Apakah kita pernah terbayang, mengenai kehidupan yang serba membingungkan? Kadang kita berfikir "perasaan diriku sudah mencukupi, tapi kok rasanya masih ada yang kurang ya?" Atau kadang juga kita berfikir "ahh tidak apa-apa, ini sudah lebih dari cukup untuk diriku". Ada kalanya suasana hati selalu bertanya, mengenai cukup atau tidaknya suatu hal yang ada dalam kehidupan kita.
Sifat dasar manusia adalah selalu merasa kurang, bagaimanapun kondisi hidup tetap ada saja perasaan kurang. Bahkan semakin banyak sesuatu yang kita dapat, tapi entah kenapa rasanya seperti kurang cukup. Sampai kadang kita berusaha mencari jalan keluar dari kondisi kekurangan, yang sebenarnya bukan merupakan kekurangan. Ada saja celah, bahwa kita selalu merasa dalam keadaan yang kurang mencukupi.

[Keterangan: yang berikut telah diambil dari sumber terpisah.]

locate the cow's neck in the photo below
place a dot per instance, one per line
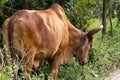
(75, 36)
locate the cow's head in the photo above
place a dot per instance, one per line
(85, 45)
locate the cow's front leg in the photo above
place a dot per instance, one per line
(54, 70)
(54, 65)
(28, 63)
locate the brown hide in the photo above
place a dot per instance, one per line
(35, 35)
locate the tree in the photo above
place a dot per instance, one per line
(104, 17)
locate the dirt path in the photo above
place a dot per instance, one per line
(115, 75)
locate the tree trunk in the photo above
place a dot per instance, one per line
(110, 18)
(104, 17)
(25, 4)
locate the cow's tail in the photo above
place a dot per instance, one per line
(11, 47)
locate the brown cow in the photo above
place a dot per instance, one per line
(35, 35)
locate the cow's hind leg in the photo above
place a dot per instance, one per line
(28, 60)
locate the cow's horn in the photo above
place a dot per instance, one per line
(95, 30)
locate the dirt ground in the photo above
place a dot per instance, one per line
(115, 75)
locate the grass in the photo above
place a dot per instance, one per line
(104, 57)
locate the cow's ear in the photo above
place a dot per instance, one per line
(95, 30)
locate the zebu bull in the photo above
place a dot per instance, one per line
(35, 35)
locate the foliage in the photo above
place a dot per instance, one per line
(104, 56)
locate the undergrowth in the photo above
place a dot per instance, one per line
(103, 57)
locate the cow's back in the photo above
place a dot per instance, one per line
(45, 30)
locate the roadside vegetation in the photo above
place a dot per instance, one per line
(105, 53)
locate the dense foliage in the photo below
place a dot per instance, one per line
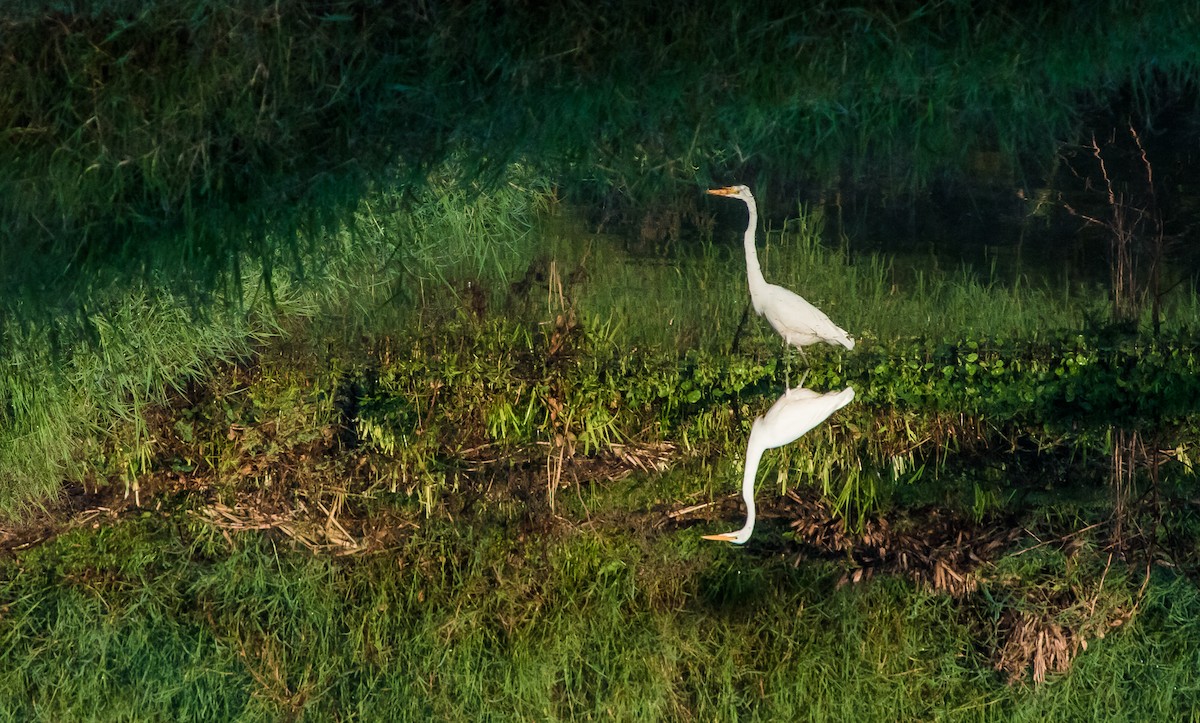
(175, 135)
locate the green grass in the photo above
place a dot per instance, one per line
(78, 394)
(161, 617)
(159, 136)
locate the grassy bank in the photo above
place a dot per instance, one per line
(161, 136)
(420, 485)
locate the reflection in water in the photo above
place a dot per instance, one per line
(792, 414)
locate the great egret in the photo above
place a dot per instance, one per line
(797, 321)
(792, 414)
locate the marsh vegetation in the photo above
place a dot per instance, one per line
(336, 384)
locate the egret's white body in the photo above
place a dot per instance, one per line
(793, 414)
(797, 321)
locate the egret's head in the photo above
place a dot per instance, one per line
(732, 192)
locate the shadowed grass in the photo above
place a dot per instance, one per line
(165, 137)
(77, 394)
(460, 623)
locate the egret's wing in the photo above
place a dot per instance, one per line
(795, 317)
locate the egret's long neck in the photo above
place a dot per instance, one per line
(754, 455)
(754, 272)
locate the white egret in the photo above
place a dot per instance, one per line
(792, 414)
(797, 321)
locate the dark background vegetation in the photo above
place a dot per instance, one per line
(177, 135)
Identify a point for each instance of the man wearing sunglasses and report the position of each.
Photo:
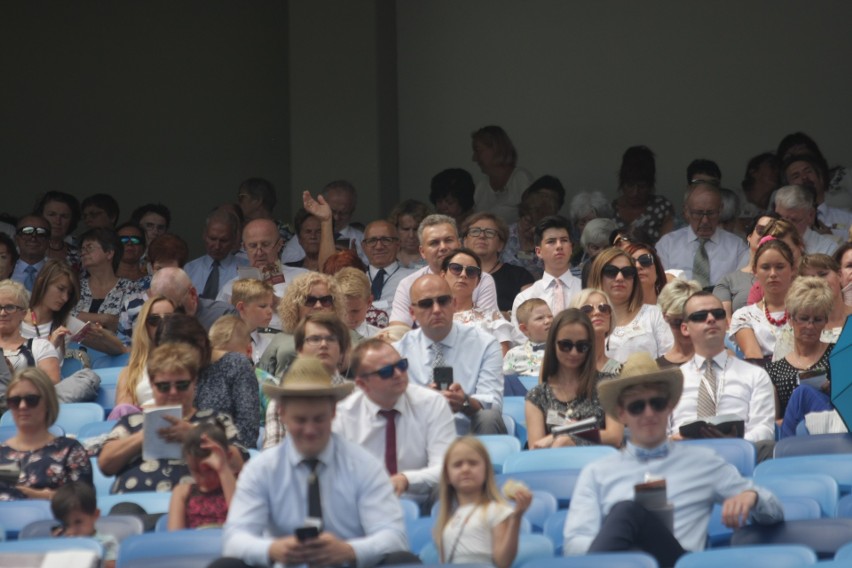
(729, 385)
(32, 237)
(604, 517)
(405, 426)
(475, 394)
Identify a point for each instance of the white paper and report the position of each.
(153, 446)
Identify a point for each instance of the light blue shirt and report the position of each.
(198, 270)
(358, 503)
(474, 355)
(696, 478)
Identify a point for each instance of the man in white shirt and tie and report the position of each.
(406, 426)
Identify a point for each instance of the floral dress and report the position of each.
(61, 461)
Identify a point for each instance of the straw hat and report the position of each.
(639, 369)
(307, 378)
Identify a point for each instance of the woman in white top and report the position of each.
(638, 326)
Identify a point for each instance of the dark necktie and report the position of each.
(211, 287)
(314, 503)
(390, 439)
(378, 284)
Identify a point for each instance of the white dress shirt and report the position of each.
(424, 430)
(198, 270)
(474, 355)
(678, 249)
(271, 501)
(742, 389)
(484, 295)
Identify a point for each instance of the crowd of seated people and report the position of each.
(379, 347)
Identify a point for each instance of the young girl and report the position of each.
(475, 525)
(205, 502)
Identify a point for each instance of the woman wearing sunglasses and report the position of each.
(134, 389)
(173, 370)
(46, 461)
(638, 326)
(757, 327)
(597, 306)
(567, 389)
(462, 270)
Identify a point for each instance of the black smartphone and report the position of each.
(306, 533)
(443, 377)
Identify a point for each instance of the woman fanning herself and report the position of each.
(809, 303)
(755, 328)
(638, 326)
(462, 271)
(475, 525)
(595, 304)
(567, 389)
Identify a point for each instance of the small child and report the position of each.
(75, 506)
(210, 460)
(534, 319)
(475, 525)
(255, 302)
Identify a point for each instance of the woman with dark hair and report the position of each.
(500, 193)
(102, 293)
(637, 207)
(62, 211)
(567, 389)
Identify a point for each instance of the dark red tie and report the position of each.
(390, 439)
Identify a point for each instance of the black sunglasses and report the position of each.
(166, 387)
(32, 400)
(470, 271)
(566, 345)
(637, 407)
(387, 371)
(645, 260)
(427, 303)
(612, 271)
(325, 301)
(701, 315)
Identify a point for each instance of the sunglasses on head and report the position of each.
(602, 308)
(612, 271)
(566, 345)
(32, 400)
(427, 303)
(387, 371)
(166, 387)
(325, 301)
(470, 271)
(701, 315)
(637, 407)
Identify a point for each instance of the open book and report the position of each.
(728, 424)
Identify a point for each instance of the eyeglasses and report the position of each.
(32, 400)
(166, 386)
(30, 231)
(701, 315)
(325, 301)
(427, 303)
(644, 260)
(566, 345)
(317, 339)
(470, 271)
(612, 271)
(602, 308)
(477, 232)
(637, 407)
(373, 241)
(387, 371)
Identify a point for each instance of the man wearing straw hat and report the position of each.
(315, 498)
(603, 515)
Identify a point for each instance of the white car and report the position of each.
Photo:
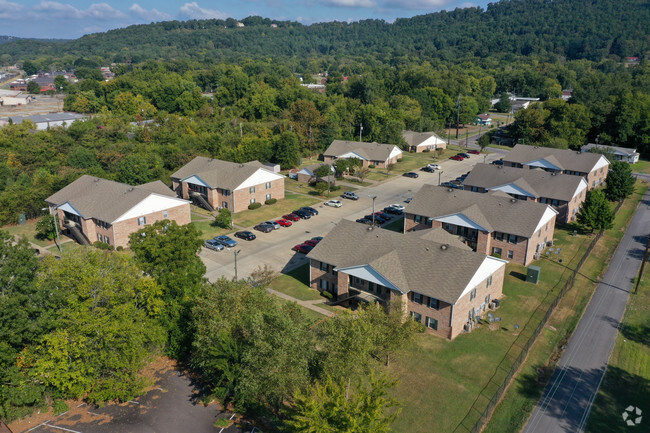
(334, 203)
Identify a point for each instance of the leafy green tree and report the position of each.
(619, 181)
(596, 213)
(339, 406)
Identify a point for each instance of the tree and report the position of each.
(339, 406)
(620, 181)
(223, 219)
(596, 212)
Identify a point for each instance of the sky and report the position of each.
(70, 19)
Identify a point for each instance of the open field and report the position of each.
(523, 394)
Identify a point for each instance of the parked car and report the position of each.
(334, 203)
(302, 214)
(310, 210)
(213, 245)
(350, 195)
(303, 248)
(275, 225)
(249, 236)
(264, 228)
(284, 222)
(226, 241)
(291, 217)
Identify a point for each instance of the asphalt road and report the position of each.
(274, 249)
(566, 402)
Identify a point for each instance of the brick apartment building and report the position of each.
(592, 166)
(360, 264)
(95, 209)
(377, 154)
(565, 193)
(214, 184)
(493, 223)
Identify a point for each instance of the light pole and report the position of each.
(373, 197)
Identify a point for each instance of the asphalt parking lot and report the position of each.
(274, 249)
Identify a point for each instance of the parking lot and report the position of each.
(275, 249)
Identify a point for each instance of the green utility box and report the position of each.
(532, 275)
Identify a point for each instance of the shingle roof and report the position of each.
(583, 162)
(103, 199)
(410, 263)
(370, 151)
(540, 183)
(218, 173)
(494, 211)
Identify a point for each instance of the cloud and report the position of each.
(150, 15)
(194, 11)
(351, 3)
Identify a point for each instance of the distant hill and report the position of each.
(587, 29)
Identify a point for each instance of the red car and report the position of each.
(284, 222)
(291, 217)
(303, 248)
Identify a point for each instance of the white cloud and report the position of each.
(194, 11)
(150, 15)
(352, 3)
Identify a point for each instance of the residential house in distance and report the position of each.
(214, 184)
(562, 191)
(379, 155)
(592, 166)
(421, 141)
(492, 223)
(95, 209)
(355, 262)
(618, 153)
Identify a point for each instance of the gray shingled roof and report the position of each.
(495, 211)
(103, 199)
(410, 263)
(566, 159)
(540, 183)
(218, 173)
(370, 151)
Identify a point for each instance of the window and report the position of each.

Adanya perasaan selalu kurang tersebut, bisa jadi disebabkan oleh ketidakmampuan seseorang membedakan mana sebuah keinginan dan mana sebuah kebutuhan. Mungkin dalam segi kebutuhan, seseorang memang perlu memenuhi suatu hal.
Namun dalam segi keinginan, seseorang pasti memiliki banyak keinginan-keinginan yang ingin diraih. Padahal seharusnya keinginan bersifat tidak harus, sedangkan kebutuhan bersifat perlu.
Jika kita memiliki sifat yang menganggap diri kita selalu merasa kurang, mungkin kita bisa mengambil pembelajaran dari salah satu folosofi jawa, yaitu "Akeh Durung Mesti Cukup, Sethithik Durung Mesti Kurang" yang dapat membantu kita untuk menemukan rasa syukur terhadap sesuatu hal.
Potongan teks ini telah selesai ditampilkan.